Die New Blockaders wurden, obwohl bis heute kaum mehr als ein Gerücht, immens einflussreich. Das muss so sein, denn sonst hätten sich kaum diese Massen von renommierten Klangkaputtmachern zusammentrommeln lassen, um für »Viva Negativa!« Klassiker der New Blockaders neu zu bearbeiten. Die Liste reicht von John Wiese über Thurston Moore von Sonic Youth bis hin zu einschlägigen Ver­tretern des Japan-Noise und Jim O’Rourke. Wenn die Brüder Richard und Philip Rupenus, die damals The New Blockaders bildeten, postum Ehrerbietung verlangen, so verneigen sich alle, so scheint es.

Von Musik kann hier nicht die Rede sein, nicht mal wirklich von Anti-Musik. Was bei den New Blockaders zählte, war vor allem die Einstellung. Noch radikaler, negativer, nihilistischer gewesen zu sein als alle anderen, sich den Ehrentitel »Weltmeister des Krachs« umhängen zu können, das hat für Respekt in einem Genre gesorgt, in dem das reine Störgeräusch, die Annäherung an das weiße Rauschen, gefeiert wird wie anderswo ein Refrain, der sich besonders gut mitgrölen lässt.

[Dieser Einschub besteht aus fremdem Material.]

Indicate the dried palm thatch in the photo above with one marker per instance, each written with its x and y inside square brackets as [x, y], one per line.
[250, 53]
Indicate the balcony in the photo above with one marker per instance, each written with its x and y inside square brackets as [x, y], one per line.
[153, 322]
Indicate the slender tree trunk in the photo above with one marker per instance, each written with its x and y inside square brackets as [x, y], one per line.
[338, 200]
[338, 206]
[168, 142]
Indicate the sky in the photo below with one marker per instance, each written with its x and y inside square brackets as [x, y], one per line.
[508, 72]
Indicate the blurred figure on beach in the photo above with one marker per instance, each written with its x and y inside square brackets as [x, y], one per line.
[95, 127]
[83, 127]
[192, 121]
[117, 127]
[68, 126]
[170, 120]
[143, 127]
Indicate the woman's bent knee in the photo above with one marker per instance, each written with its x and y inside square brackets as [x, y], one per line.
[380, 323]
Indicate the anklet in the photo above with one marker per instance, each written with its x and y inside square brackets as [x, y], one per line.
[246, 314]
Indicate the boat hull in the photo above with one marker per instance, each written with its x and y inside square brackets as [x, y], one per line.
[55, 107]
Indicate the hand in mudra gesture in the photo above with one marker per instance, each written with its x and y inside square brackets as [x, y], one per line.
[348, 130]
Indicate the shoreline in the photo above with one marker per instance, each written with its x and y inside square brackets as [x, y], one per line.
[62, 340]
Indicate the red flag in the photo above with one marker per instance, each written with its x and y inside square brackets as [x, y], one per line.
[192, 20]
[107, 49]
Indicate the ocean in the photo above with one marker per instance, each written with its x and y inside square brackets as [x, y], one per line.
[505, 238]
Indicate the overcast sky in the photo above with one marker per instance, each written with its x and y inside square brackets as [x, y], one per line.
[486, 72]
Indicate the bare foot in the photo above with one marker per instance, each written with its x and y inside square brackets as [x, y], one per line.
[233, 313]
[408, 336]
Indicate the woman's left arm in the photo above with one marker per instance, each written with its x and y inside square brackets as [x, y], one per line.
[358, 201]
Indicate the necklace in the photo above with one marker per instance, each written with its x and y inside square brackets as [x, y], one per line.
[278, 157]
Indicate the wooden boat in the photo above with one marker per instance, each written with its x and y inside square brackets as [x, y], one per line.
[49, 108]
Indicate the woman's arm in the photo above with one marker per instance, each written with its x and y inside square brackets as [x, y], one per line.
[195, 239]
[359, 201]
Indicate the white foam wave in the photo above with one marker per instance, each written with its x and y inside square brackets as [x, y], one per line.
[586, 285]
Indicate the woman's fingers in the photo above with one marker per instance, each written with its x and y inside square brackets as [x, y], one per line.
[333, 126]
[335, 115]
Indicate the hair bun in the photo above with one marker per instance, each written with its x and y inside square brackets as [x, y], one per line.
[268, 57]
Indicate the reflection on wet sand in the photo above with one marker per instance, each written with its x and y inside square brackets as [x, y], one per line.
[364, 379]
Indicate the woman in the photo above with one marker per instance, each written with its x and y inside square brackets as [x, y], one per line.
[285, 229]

Richard und Philip Rupenus trieben es mit dem Anti-Alles auf die Spitze. Bei Geistesverwandten des Industrial wie Throbbing Gristle oder SPK gab es trotz des Willens zu Destruktivität auch Momen­te, in denen nicht alles Hass war, Discoeinflüsse gar, oder sogar Humor und Selbstironie. Bei den New Blockaders jedoch war alles ein riesengroßes und permanent wiederholtes Anti. Von »anti-news­pa­pers, anti-magazines, anti-books, anti-music« und noch einigen »Antis« mehr ist da die Rede in ihrem »Manifesto« aus dem Jahr 1982, das mit einer gehöri­gen Portion Vulgärfuturismus aufwar­tet, die Filippo Tommaso Marinetti stolz ge­macht hätte. Vom Ende der Geschichte ist da die Rede und vom Verlangen, die Zukunft augenblicklich in die Gegenwart zu versetzen. Damals gehörten derartige Anlehnungen an den futuris­tischen Ikonoklasmus aller­dings auch einfach dazu, und zur Industrial­folklore lassen sich auch so schön klingende Sätze zählen wie: »Schreibmaschinen sollen zu Pianos werden.«

Den New Blockaders war das permanente Suchen nach eigenen Ikonen, eigenen Antihelden, nach eigenen Vertriebsstrukturen, um die es vielen Kollegen des Genres ging, zu viel Brimborium, zu viel aufgeblasene Ge­genkulturkacke, schon wieder zu nah dran an Kunst und Kunstbetrieb. Sie verlangten nach der reinen Negativität, nach Totalblockade und verorteten sich in der Nähe der Kunst­verweigerungsbewegung Neois­mus. Alles sollte zerstört werden, damit etwas Neues kommt, aber wie das Neue dann konkret auszusehen habe, dieses Neue etwas genauer in ihrem »Manifesto« zu benennen, das wäre ihnen schon wieder zu konstruktiv ge­wesen.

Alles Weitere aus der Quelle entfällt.